Woodnotes #23, Winter 1994


Such beauty. We can see the patches of light and dark on the moonlit hills, perhaps of shades of snow, and feel how wonderful it is to pair this image with palominos, themselves patches of colour. Are the horses galloping on those hills, perhaps in an expression of freedom and delight? Surely yes, and we see the curve of those hills, and even the curve of the horses’ backs as they run.



25 January 


fresh-fallen snow—

footprints leading away

from the grave

Mark Arvid White

Woodnotes #26, Autumn 1995


The delicate sensitivity here, perhaps akin to Bashō’s notion of karumi (lightness), is its implication that the person who left those footprints must have been there for a long time, before the snow started to fall. We can therefore feel the depths of the person’s devotion or grief because they stood there even while the snow accumulated. It’s the unsaid the makes the best haiku.



27 January 



in the dead fox’s fur

first snow

Grant Savage

Woodnotes #29, Summer 1996


I have a haiku, recently published in Modern Haiku, that echoes Grant’s poem: “fallen sparrow— / a dusting of snow / slightly melted.” We need not decide which poem is sadder, or perhaps for some readers they’re not sad at all, but Grant’s poem suggests that the fox has been dead for a while. The seasonal element of the first snow brings to mind the seasons of life and death.
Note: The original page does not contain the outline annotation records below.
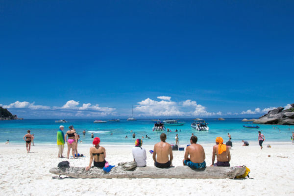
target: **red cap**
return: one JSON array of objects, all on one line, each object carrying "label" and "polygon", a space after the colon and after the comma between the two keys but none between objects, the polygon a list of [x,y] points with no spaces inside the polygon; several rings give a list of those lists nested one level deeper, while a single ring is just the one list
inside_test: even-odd
[{"label": "red cap", "polygon": [[93,145],[97,146],[100,143],[100,138],[95,138],[93,140]]}]

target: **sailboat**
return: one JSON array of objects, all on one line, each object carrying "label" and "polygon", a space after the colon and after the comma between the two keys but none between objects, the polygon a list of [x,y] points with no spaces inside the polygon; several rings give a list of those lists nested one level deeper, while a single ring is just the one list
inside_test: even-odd
[{"label": "sailboat", "polygon": [[137,119],[134,118],[134,113],[133,113],[133,105],[132,105],[132,118],[129,118],[127,119],[127,121],[137,121]]}]

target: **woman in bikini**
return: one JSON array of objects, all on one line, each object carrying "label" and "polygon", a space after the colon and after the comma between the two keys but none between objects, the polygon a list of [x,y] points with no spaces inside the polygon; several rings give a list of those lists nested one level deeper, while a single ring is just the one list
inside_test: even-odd
[{"label": "woman in bikini", "polygon": [[90,163],[89,166],[86,168],[87,171],[91,168],[93,159],[94,160],[94,166],[95,167],[102,168],[105,165],[106,162],[106,161],[105,161],[105,157],[106,157],[105,148],[99,146],[99,143],[100,138],[94,138],[93,145],[95,147],[91,147],[90,148]]},{"label": "woman in bikini", "polygon": [[[77,135],[75,133],[75,131],[74,129],[74,126],[71,125],[69,127],[70,130],[67,131],[66,134],[64,136],[64,141],[67,142],[68,145],[68,159],[70,156],[70,152],[71,151],[71,148],[72,148],[72,153],[73,154],[73,157],[75,158],[74,156],[74,152],[75,151],[75,148],[76,146],[76,138]],[[66,137],[69,137],[68,139],[66,140]],[[75,152],[75,154],[77,156],[77,153]]]},{"label": "woman in bikini", "polygon": [[[25,139],[24,139],[25,138]],[[27,133],[24,136],[24,140],[25,142],[25,147],[26,148],[26,152],[29,153],[30,150],[30,145],[32,143],[32,140],[34,139],[34,136],[30,134],[30,131],[27,130]]]}]

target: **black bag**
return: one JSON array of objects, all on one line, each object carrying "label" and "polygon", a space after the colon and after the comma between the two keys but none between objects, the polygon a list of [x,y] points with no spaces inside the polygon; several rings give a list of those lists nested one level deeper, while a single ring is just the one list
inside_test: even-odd
[{"label": "black bag", "polygon": [[58,168],[68,168],[70,167],[70,162],[68,161],[61,161],[58,163],[57,167]]},{"label": "black bag", "polygon": [[177,145],[173,145],[172,146],[172,150],[179,150],[179,147],[178,147]]}]

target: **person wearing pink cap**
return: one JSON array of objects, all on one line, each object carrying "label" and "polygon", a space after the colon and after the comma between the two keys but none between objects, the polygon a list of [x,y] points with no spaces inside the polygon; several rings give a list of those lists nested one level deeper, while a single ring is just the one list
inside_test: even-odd
[{"label": "person wearing pink cap", "polygon": [[94,161],[94,166],[98,168],[103,168],[106,163],[106,161],[105,161],[105,157],[106,157],[105,148],[99,145],[100,138],[94,138],[93,144],[95,147],[91,147],[90,148],[90,163],[89,166],[86,168],[87,171],[91,168],[93,160]]}]

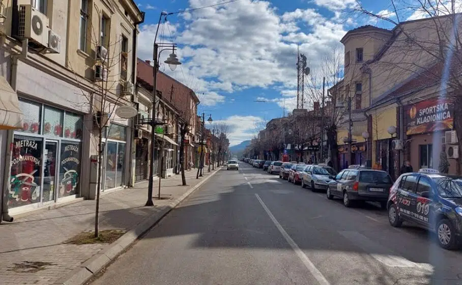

For some reason I imagine the fox’s fur being white, or perhaps it just becomes white because of the snow.



29 January 


graduation day—

my son & I side by side

knotting our ties

Lee Gurga

Woodnotes #30, Autumn 1996


Another classic haiku from the pages of Woodnotes. How many fathers and sons or brothers have shared a moment like this? How many mothers and daughters and sisters can empathize with this moment with their own shared preparation rituals? A brilliant touch to this poem is the use of the ampersand instead of “and”—the shape itself being like the tying of ties. If we are to be like the ideal reader of Henry James, on whom “nothing is lost,” we will notice these subtleties in the best haiku. The interwoven “ties” here are not just neckwear but intergenerational commonality.



31 January 


with the numbers

my daughter knows—

the stars counted

Gary Hotham

Woodnotes #31, Autumn 1997


How many of us thought we could count the stars when we were children? It was indeed possible at a certain age, or so we thought, limited by our own experience not just of words and numbers but what little we knew of the stars. I am reminded of Jerry Kilbride’s jisei or death haiku: “terminally ill / when I was a kid I tried / to count all the stars.” With the young it is possible to count them! Gary’s poem speaks of a childhood wonder that we should hold onto as adults. This also reminds me of a favourite quotation from Rachel Carson: “If I had influence with the good fairy who is supposed to preside over the christening of all children I should ask that her gift to each child in the world be a sense of wonder so indestructible that it would last throughout life, as an unfailing antidote against the boredom and disenchantments of later years, the sterile preoccupation with things that are artificial, the alienation from the sources of our strength.” Existential gratitude indeed. This is the spirit of haiku.